Tomorrow is Ash Wednesday. Many of us will go to church and get a smudge of ashes on our forehead and be reminded that we are “dust and to dust we shall return.” And, while that’s true, I think we miss the point if we forget that in between the dust from which we are formed and the dust to which we return, there’s a lot of love and joy.
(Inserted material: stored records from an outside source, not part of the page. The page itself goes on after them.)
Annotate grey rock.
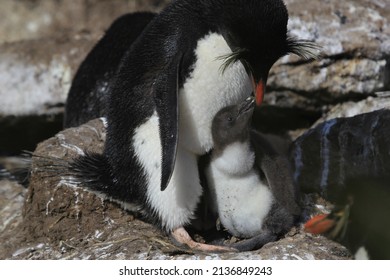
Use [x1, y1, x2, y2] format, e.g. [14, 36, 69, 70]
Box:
[269, 0, 390, 103]
[0, 36, 94, 116]
[0, 0, 170, 44]
[0, 119, 350, 260]
[290, 109, 390, 201]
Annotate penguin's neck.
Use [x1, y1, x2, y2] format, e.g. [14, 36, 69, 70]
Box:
[179, 33, 252, 155]
[213, 141, 255, 176]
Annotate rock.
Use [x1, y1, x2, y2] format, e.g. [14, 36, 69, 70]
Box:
[290, 110, 390, 201]
[268, 0, 390, 103]
[0, 119, 350, 259]
[0, 0, 169, 155]
[0, 36, 94, 153]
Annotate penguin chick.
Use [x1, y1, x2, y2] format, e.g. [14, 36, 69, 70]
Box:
[206, 98, 300, 250]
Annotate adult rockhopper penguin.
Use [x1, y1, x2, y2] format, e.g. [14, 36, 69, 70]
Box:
[205, 98, 301, 251]
[64, 0, 315, 251]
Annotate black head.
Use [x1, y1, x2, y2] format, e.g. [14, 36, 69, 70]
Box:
[210, 0, 318, 105]
[211, 97, 255, 149]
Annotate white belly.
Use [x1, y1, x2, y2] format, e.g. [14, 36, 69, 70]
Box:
[133, 34, 251, 230]
[179, 33, 252, 155]
[207, 159, 273, 238]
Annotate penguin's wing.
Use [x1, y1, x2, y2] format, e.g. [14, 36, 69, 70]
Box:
[153, 54, 182, 191]
[251, 130, 301, 216]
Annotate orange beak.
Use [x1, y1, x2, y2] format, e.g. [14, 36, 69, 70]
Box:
[252, 76, 265, 106]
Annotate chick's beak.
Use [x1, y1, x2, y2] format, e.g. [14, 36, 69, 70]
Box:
[251, 76, 267, 106]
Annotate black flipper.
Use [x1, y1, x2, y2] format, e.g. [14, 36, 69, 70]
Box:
[153, 55, 181, 191]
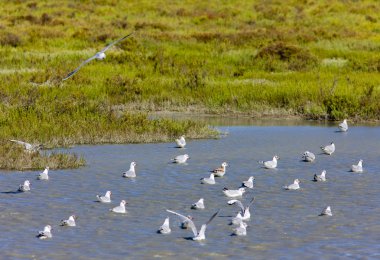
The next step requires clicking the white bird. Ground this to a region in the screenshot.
[201,173,215,184]
[321,142,335,155]
[37,167,49,180]
[211,162,228,177]
[284,179,300,190]
[172,154,190,163]
[302,151,315,162]
[110,200,127,213]
[351,159,363,172]
[9,140,43,153]
[61,215,76,227]
[166,209,219,240]
[175,135,186,148]
[62,32,133,81]
[96,191,112,203]
[232,221,247,236]
[191,198,205,209]
[338,119,348,132]
[123,162,137,178]
[314,170,326,181]
[319,206,332,217]
[37,225,53,239]
[242,176,255,189]
[227,198,255,220]
[157,217,172,234]
[18,180,30,192]
[223,187,245,198]
[259,155,280,169]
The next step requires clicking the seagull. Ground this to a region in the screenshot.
[123,162,137,178]
[191,198,205,209]
[110,200,127,213]
[201,173,215,184]
[338,119,348,132]
[96,191,112,203]
[37,166,49,180]
[319,206,332,217]
[259,155,280,169]
[157,217,172,234]
[313,170,326,181]
[321,142,335,155]
[302,151,315,162]
[351,159,363,172]
[241,176,255,189]
[62,32,133,81]
[172,154,190,163]
[284,179,300,190]
[37,225,53,239]
[175,135,186,148]
[223,187,245,198]
[227,198,255,220]
[61,215,76,227]
[18,180,30,192]
[211,162,228,177]
[232,221,247,236]
[166,209,219,241]
[9,140,43,153]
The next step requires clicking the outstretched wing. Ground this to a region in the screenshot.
[100,32,135,52]
[166,209,196,236]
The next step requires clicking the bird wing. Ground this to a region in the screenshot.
[166,209,198,236]
[100,32,135,52]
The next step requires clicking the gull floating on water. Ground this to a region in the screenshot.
[284,179,300,190]
[191,198,205,209]
[351,159,363,172]
[157,217,172,234]
[110,200,127,213]
[172,154,190,163]
[166,209,219,240]
[223,187,245,198]
[96,191,112,203]
[37,167,49,181]
[9,140,43,153]
[302,151,315,162]
[313,170,326,181]
[175,135,186,148]
[37,225,53,239]
[61,215,76,227]
[123,162,137,178]
[62,32,133,81]
[211,162,228,177]
[338,119,348,132]
[321,142,335,155]
[259,155,280,169]
[242,176,255,189]
[18,180,30,192]
[319,206,332,217]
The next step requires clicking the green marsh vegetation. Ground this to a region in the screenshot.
[0,0,380,169]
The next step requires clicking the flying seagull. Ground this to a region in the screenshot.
[62,32,134,81]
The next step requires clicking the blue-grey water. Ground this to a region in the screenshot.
[0,125,380,259]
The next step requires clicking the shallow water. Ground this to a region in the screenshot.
[0,125,380,259]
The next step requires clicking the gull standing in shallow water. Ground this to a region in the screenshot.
[62,32,133,81]
[96,191,112,203]
[351,159,363,173]
[166,209,219,240]
[157,217,172,234]
[37,167,49,181]
[259,155,280,169]
[36,225,53,239]
[123,162,137,178]
[175,135,186,148]
[321,142,335,155]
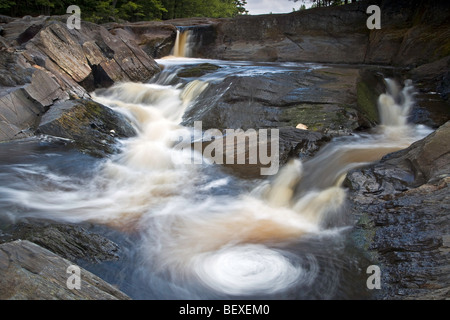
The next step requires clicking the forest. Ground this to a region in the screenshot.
[0,0,246,23]
[0,0,356,23]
I think, this year - especially this year - my Lenten discipline will be to concentrate on finding the love and the joy in the midst of the dust and ashes. I suspect I’ll find there the riches of my life amidst what I might see as poverty. I’m betting solid money I’ll find that I’m hungrier than thought I was, but it won't be due to any fasting on my part. I’m hoping that I’ll choose to stop eating the Bread of Anxiety and begin to feast, instead, on the Bread of Love and Joy.

I think Lent is a great time to go back and reread some of the stories from the Bible that captured my heart and imagination when I was a child. I’m hoping it will spark something in me that I felt then.

There’s a real shortage of religious imagination these days. There’s more to life and politics than the cost of a dozen eggs.

I suspect we’ve been so focused on scarcity and not having enough that we’ve forgotten the abundance of our God.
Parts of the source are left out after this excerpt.